General paresis is associated with several psychiatric and neurological symptoms, and occurs from neuronal atrophy. Psychiatric symptoms include emotional dysregulation, memory deficits, disorientation, and delusions[8] ; neurological symptoms include dysarthria, muscle tremors, and pupillary abnormalities[9] . Psychiatric symptoms typically present before neurological ones, with dementia occurring first in many cases[10] . Neuronal lesions typically involve frontal and temporal lobes (see above [2]). It is unclear whether the lesions occur directly from spirochetes interacting with neuronal tissue, indirectly via damage to cerebral vasculature, or both[11] . However, autopsies of neurosyphilis patients revealed that spirochetes were mainly found in gray matter. Some were found in endothelial cells and microglia, but none were found in white matter[12] .

1.3b Tabes dorsalis

Tabes dorsalis (TD) results from spinal cord lesions caused by syphilis[13] . These lesions can occur directly from spirochetes interacting with the spinal cord, which result in lesions of the posterior column, or indirectly via damage to the blood vessels or meninges. The latter typically results from meningovascular syphilis, which involves infarctions or thrombosis of arteries in the brain or spinal cord (see above [1]). Symptoms of TD include ataxia, pain, and bladder dysfunctions. The most common diagnostic sign is Argyll Robertson pupils, in which pupils accommodate normally when focusing on close objects, but fail to constrict to bright light (see above [2]). The cause of this symptom is unknown, but some evidence points to the rostral midbrain (Zheng, et al. 2011).
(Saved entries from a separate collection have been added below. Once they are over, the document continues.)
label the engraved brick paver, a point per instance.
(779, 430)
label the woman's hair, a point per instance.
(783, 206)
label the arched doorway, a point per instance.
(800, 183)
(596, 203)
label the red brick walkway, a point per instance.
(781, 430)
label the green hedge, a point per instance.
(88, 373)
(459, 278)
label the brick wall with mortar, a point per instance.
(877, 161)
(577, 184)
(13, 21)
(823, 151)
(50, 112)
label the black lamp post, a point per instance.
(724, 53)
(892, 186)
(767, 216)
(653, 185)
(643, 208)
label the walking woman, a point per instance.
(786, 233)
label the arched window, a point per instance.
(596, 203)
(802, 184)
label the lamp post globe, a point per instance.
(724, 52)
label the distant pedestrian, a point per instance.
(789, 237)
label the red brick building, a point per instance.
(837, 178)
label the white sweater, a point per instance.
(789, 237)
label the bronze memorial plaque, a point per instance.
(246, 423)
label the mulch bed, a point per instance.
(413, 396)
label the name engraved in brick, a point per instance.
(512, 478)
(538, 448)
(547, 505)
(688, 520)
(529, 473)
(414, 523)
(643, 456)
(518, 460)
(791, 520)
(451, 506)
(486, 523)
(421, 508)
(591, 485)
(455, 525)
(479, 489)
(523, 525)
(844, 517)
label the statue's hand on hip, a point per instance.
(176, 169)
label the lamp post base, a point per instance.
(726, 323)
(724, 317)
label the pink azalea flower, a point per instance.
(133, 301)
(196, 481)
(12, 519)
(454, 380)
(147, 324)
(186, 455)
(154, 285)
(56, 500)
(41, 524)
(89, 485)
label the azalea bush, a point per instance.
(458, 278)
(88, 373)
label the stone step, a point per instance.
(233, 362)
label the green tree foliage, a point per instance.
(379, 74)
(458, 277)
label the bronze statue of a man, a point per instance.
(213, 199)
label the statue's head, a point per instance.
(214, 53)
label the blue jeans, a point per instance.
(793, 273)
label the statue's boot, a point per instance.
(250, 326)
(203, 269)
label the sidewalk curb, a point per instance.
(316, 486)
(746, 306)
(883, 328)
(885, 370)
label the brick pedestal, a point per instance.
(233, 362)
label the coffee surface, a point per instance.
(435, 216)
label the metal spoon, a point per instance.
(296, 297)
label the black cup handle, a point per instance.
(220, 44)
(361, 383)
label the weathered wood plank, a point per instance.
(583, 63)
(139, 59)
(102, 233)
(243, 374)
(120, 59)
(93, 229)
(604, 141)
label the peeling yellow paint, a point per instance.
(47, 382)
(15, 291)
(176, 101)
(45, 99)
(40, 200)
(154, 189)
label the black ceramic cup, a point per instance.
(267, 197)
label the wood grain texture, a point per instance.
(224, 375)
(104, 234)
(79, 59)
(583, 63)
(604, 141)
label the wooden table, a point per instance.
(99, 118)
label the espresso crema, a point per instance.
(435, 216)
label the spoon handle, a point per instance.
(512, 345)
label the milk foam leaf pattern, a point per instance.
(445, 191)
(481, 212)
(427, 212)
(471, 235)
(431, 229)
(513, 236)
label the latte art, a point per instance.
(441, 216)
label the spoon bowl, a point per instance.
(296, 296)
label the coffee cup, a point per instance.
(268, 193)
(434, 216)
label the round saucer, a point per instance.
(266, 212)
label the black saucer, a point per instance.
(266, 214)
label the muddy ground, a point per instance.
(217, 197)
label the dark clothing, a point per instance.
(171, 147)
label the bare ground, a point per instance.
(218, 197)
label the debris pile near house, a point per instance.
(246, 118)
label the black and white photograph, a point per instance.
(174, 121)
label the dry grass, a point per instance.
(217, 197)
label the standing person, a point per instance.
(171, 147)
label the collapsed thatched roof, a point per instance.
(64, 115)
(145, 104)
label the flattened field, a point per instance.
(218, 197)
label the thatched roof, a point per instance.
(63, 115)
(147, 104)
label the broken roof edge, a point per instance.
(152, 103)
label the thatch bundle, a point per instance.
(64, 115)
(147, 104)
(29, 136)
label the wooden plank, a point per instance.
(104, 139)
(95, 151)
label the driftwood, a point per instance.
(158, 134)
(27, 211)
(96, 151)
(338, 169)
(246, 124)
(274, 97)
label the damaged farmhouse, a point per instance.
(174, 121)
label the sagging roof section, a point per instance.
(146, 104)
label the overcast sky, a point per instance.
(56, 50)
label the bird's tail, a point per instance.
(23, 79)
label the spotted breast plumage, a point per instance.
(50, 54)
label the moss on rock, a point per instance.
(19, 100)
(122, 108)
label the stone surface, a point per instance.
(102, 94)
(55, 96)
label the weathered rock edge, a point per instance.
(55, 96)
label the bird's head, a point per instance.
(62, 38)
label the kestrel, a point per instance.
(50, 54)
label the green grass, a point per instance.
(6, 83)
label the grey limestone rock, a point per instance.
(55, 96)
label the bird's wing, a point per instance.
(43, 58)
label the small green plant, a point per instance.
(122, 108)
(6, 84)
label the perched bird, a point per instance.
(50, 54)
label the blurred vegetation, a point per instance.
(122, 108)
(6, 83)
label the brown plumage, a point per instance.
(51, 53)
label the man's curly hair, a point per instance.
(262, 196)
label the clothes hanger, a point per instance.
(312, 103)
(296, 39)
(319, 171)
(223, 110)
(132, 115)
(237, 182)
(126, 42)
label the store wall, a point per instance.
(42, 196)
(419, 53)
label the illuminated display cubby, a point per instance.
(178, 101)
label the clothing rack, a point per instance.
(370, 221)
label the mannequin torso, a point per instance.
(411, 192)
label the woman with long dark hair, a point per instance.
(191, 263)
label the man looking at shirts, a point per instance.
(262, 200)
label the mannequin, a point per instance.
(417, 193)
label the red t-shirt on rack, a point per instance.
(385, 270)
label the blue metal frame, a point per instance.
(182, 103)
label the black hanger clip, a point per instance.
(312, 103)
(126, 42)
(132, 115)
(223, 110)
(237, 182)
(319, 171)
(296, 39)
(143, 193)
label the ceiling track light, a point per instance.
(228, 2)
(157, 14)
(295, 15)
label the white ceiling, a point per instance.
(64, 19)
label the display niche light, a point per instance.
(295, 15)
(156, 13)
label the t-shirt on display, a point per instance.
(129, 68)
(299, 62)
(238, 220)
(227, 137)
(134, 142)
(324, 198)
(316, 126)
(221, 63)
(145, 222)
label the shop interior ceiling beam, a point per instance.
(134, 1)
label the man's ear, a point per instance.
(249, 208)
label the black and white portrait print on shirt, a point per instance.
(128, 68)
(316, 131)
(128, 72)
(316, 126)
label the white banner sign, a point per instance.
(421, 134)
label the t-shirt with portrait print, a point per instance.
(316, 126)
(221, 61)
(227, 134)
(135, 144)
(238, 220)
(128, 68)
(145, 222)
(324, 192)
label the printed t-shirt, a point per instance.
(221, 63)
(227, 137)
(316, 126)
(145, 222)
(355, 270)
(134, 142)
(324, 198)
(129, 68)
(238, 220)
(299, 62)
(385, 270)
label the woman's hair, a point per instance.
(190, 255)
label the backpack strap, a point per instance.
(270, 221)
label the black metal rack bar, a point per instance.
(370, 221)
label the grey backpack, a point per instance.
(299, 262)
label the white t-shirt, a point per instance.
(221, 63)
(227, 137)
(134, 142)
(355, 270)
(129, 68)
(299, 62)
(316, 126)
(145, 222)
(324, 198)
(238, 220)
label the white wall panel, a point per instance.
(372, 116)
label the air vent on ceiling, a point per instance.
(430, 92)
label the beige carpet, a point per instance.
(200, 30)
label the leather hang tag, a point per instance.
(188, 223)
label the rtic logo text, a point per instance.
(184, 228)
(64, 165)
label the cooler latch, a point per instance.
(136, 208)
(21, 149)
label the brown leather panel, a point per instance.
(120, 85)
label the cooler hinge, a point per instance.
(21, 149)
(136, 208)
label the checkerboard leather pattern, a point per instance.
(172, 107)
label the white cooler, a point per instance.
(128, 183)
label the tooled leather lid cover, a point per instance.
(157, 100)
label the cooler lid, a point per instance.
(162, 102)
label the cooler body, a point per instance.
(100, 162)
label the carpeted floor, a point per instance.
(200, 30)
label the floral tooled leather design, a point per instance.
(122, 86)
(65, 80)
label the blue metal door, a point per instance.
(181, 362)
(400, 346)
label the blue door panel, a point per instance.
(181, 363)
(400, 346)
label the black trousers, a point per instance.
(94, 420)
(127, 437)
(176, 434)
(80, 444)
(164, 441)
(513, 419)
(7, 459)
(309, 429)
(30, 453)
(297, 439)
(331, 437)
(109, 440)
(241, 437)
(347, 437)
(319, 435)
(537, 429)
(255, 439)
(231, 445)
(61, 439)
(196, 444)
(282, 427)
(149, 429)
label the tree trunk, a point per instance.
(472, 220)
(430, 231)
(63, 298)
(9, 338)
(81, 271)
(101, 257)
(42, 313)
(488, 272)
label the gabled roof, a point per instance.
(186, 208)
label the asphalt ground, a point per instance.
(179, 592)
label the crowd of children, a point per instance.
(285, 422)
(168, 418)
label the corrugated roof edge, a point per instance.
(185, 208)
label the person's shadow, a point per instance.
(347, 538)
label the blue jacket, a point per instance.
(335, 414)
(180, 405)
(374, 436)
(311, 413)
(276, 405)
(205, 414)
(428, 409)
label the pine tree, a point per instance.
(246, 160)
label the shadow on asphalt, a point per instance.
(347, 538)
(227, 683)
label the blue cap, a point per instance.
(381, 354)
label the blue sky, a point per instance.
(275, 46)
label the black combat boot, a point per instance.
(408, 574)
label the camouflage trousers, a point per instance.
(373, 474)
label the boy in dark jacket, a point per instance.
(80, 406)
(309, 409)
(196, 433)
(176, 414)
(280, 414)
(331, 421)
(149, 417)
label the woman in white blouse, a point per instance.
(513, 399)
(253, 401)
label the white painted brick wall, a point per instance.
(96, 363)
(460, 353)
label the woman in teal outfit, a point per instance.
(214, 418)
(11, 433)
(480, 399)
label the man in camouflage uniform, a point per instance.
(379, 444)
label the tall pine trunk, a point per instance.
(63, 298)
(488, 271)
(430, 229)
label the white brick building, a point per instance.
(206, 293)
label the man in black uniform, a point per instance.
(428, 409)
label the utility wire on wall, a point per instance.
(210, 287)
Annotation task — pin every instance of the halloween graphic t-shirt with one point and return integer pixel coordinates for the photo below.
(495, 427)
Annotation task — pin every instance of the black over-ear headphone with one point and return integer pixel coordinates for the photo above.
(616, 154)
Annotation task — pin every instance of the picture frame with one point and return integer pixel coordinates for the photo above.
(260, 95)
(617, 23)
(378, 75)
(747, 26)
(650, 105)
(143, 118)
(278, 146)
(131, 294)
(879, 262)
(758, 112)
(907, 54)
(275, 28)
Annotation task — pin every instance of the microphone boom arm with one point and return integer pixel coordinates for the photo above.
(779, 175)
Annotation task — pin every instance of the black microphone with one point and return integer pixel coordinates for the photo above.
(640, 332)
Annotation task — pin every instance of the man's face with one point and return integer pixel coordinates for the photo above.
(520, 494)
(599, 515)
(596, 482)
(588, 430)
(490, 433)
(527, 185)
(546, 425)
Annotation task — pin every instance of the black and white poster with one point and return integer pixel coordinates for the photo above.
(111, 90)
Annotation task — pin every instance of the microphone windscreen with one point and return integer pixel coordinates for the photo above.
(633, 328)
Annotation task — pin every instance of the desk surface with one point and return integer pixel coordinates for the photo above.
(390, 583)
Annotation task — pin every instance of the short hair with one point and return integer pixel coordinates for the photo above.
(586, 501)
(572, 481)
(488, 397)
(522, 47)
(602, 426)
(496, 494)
Other signs include ocular palsy, and impaired reflexes and proprioception (see above [13]).

1.3c Asymptomatic neurosyphilis

Asymptomatic neurosyphilis is defined by serological evidence of CSF abnormalities without neurological symptoms[14] . This distinction was important in the pre-antibiotic era, as having asymptomatic neurosyphilis greatly increased the probability of developing neurological symptoms later in the disease course[15] . However, in the antibiotic era this is less crucial as syphilis can be treated with penicillin, thus greatly reducing the probability of CNS involvement.

1.4 Treatment

1.4a Treatment of syphilis

Penecillin. Image source:
Penicillin remains that main mode of treatment for syphilis since its introduction in the 1940s. Although there have been no comparative trials to determine the ideal dose, it has been established that a sustained, high dose is most effective[16] . The goal of penicillin treatment is to stop the infection and attempt to reverse its symptoms[17] . Treatment is typically very effective with patients in the early stage of neurosyphilis. The exception is patients with HIV infections, whose treatment takes longer and may be less effective. Treatment for late syphilis is unlikely to reverse symptoms once neurological damage has occurred. Follow-up serological testing is recommended until CSF abnormalities have subsided.

1.4b Treatment of psychiatric symptoms

Many of the psychiatric symptoms present in general paresis are similar to other psychiatric disorders (e.g. schizophrenia, mood disorders, dementia). Thus, many of the pharmacological treatments available for the analogous disorders are used as treatment for the symptoms of general paresis. For example, antipsychotic medication such as the neuroleptic Haloperidol and atypical antipsychotic risperidone are used to treat psychotic symptoms (see above [10]). Emotional dysregulation is often treated with the mood stabilizer divalproex sodium (see above [10]). While symptoms may not exactly match criteria for the various psychiatric disorders, drug treatment is based on disorders that have the best match for the patient profile. The lowest effective dose is typically prescribed to treat the psychiatric symptoms.